Augaitis understood immediately the show was-to use her words-“very, very important.” The material Shen had chosen was seldom seen and priceless. The collection told the story of China’s mythologies and magic, rulers and servants, authorities and artists. She and Bartels agreed the VAG needed to seize the opportunity. It would be one of the gallery’s biggest and most prestigious exhibits.
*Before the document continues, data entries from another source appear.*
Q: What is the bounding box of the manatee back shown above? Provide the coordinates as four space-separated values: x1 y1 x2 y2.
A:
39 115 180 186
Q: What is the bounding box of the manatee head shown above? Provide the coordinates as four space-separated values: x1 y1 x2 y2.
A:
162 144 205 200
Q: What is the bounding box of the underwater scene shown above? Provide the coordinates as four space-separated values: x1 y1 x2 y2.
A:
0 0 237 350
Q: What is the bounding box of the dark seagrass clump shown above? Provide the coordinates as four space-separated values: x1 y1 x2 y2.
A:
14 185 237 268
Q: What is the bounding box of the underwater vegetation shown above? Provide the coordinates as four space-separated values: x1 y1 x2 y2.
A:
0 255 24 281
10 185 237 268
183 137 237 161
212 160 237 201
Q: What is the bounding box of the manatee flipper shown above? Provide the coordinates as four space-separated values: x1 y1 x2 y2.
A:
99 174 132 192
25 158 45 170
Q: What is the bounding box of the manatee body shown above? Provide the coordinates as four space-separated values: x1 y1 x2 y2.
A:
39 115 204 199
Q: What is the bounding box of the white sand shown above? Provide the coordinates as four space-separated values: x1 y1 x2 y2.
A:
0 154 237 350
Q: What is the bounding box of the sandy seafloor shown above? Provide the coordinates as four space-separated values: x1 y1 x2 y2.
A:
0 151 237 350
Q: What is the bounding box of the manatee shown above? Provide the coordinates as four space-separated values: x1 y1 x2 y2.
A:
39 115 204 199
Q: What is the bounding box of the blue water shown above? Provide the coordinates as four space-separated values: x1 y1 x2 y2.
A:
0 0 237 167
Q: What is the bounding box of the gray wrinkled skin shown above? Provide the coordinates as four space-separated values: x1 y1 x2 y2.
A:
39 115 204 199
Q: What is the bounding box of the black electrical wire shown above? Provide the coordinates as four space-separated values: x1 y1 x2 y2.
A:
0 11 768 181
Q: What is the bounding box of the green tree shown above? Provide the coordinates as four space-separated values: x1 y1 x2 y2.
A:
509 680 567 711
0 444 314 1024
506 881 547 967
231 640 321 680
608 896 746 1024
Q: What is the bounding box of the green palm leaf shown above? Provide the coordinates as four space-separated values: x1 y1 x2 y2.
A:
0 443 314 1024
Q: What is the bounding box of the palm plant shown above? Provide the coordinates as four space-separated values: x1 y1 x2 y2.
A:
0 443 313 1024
And with Ho’s support it would become a testament to his long-held wish to educate the West about China’s fundamental place in human history.
“There are a lot of things that the West should learn about China,” says Ho of the Forbidden City show (which runs at the Vancouver Art Gallery until January 11): “China’s not just about manufactured stuff and trade. It’s Chinese ideas. Chinese art. Chinese philosophy. The West looks to Europe. The focus has always been there. But Vancouver! Vancouver shouldn’t be looking that way. It should be looking to Asia.” He jerks his thumb emphatically toward the Pacific.
Ho is not nearly finished. Together with Vancouver art patron Ron Stern (onetime publisher of this magazine), Asia Pacific Foundation president Paul Woo, and retired Liberal senator Jack Austin, Ho has established China Global: The Vancouver Society for the Promotion of Chinese Arts and Culture. It is Ho’s China Global that, in fact, helped organize private financing for the Forbidden City show. Its second goal-there are others-is to build in Vancouver a $100 million museum dedicated to the appreciation of Chinese culture, traditional and modern. It would serve, Ho believes, as a bridge between China and Vancouver-art exhibitions and cultural shows crossing the Pacific in both directions. China Global is now raising money and investigating sites for the museum’s location.
Says Ho: “Vancouver’s the shortest distance between North America and Asia. It has a huge Chinese population. It can play perfectly the role of middleman between China and North America. If you’re going to deal with the Chinese, you have to understand their culture and their language. You have to know them.”